In 2011, “Growing Up Female” was selected by the Library of Congress for preservation in the National Film Registry. Looking back, Reichert says, “I had enough confidence to begin to believe that I could do something in the world, and I began to feel a little more able — capable, I guess is the word.”

As Reichert’s career blossomed, her presence and guidance became so influential that she has become known as “a godmother of the American independent film movement.” She spent 28 years as a professor at Wright University. She was also a co-founder of the distribution co-op New Day Films and is the author of 1977’s “Doing It Yourself,” the first book about self-distributing independent film.

Reichert and Bognar’s Oscar win couldn’t have come at a more poignant time, as Reichert has been battling stage 4 urothelial cancer since May 2018.

“What I have is actually incurable and fatal, but I don’t feel daunted by that,” she says. “I feel like, OK, I’ve accepted that I’m not going to see my grandkids go to college or probably even go to high school because they’re fairly little, 6 and 9. I understand that now, and that’s my life.”

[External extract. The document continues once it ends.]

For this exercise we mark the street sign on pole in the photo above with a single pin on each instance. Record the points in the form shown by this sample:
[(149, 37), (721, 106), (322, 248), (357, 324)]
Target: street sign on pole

Except for Reichert’s bald head, one would never suspect that she was in the fight of her life. During awards season, she stopped her chemo (under doctor supervision) in order to feel well enough to walk red carpets with Bognar (who shaved his head in solidarity), speak to the media and schmooze Academy voters. Her energy and enthusiasm never wavered.

Shortly after the Oscars, Reichert and Bognar returned to their home of Yellow Springs, Ohio, a town of about 3,000 people. “There’s a main street that’s about 200 to 300 yards long, and it’s got all these little businesses, like a jewelry store, two coffee shops, a bookstore and a deli,” Bognar says. “They all put up signs — just xeroxed pieces of paper with black lettering — that said something like, ‘Way to go, Julia and Steve. Congratulations!’”

A retrospective of Reichert’s work, mounted by Ohio State University’s Wexner Center for the Arts and New York’s Museum of Modern Art has been touring the country since October. “It’s incredibly meaningful to see these old movies being dusted off and pulled off the shelves,” Bognar says.

“I feel like she’s having her day in the sun, and it’s very, very important to me,” he adds. “Not just because she has put in a solid, hard 50 years of work but because she’s got cancer and her life is at risk. We don’t know how much time she has. I really want her to enjoy this rediscovery of her films while she can travel and have fun with it.”

Asked what she hopes her legacy will be, Reichert says, “Now more than ever when I stand in front of an audience, I’m thinking, ‘Who are the young ones out there, especially young women, who might be inspired by what I’m saying?’ I’m thinking of them.”